The modular elements were designed to meet different needs and to fit perfectly into every room in the home. Today’s Componibili are 32 cm in diameter. Thanks to fixed compositions of two, three or four elements, these products are both functional and practical in all environments.

Anna Castelli Ferrieri is an Italian architect and designer, the wife of Giulio Castelli, Kartell's founder. A student of Franco Albini and Ignazio Gardella, she is a key figure in the history of Kartell. Born in Milan in 1918, she was one of the first women to graduate from Milan's renowned Polytechnic Institute. She worked for the company as a designer in the Kartell studio and as design director, contributing to Kartell's collaboration with Joe Colombo, Marco Zanusso and Achille Castigliani. The rationality of the projects she designs is responsible for staging the relationships between objects in a framework that is constantly striving to optimise space, but also the cost-performance ratio. The use of plastic as a material for constant experimentation allows her to think of mass-produced products that are accessible to all, and that can also be stacked and stored easily.
Anna Castelli Ferrieri received numerous design awards, including the famous Compasso de Oro, but the fact that most of her pieces are still in production is the highest praise of all. She died in Milan in 2006, leaving behind a code for designing objects that is still used by most designers today: To combine the useful with the pleasurable.

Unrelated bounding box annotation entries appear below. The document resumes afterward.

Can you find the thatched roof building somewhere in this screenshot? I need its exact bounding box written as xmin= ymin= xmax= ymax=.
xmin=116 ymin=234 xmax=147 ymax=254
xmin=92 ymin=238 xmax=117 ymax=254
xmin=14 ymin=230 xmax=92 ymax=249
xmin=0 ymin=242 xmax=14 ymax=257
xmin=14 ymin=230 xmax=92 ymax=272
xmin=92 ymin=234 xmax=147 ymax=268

Founded by Giulio Castelli in 1949, in the early years Kartell took its first steps to produce the distinctive design that would come to epitomise the 'Made in Italy’ label.
In 1988 the company was acquired by Claudio Luti, who sought collaborations with designers and architects like Philippe Starck, Ron Arad, Antonio Citterio, Ferruccio Laviani, Piero Lissoni, Patricia Urquiola, Mario Bellini, Alberto Meda and Vico Magistretti, who were responsible for those products that soon came to symbolise the brand.
The fresh approach to materials dictated the new direction and brought real turning points for Kartell: studying, manipulating and enriching materials resulted in an end product which offered unprecedented characteristics.

The turning point came when, after years of research and thanks to a revolutionary innovation, in 1999 Kartell became the first company in the world to use polycarbonate to produce furnishing items. From this moment on, the company developed and explored the theme of transparency that has made it unique and original.
The continuous research of new shapes and surfaces, sustained from the beginning by the use of new technologies and high-performance materials, have made it possible to create products like nothing ever created before.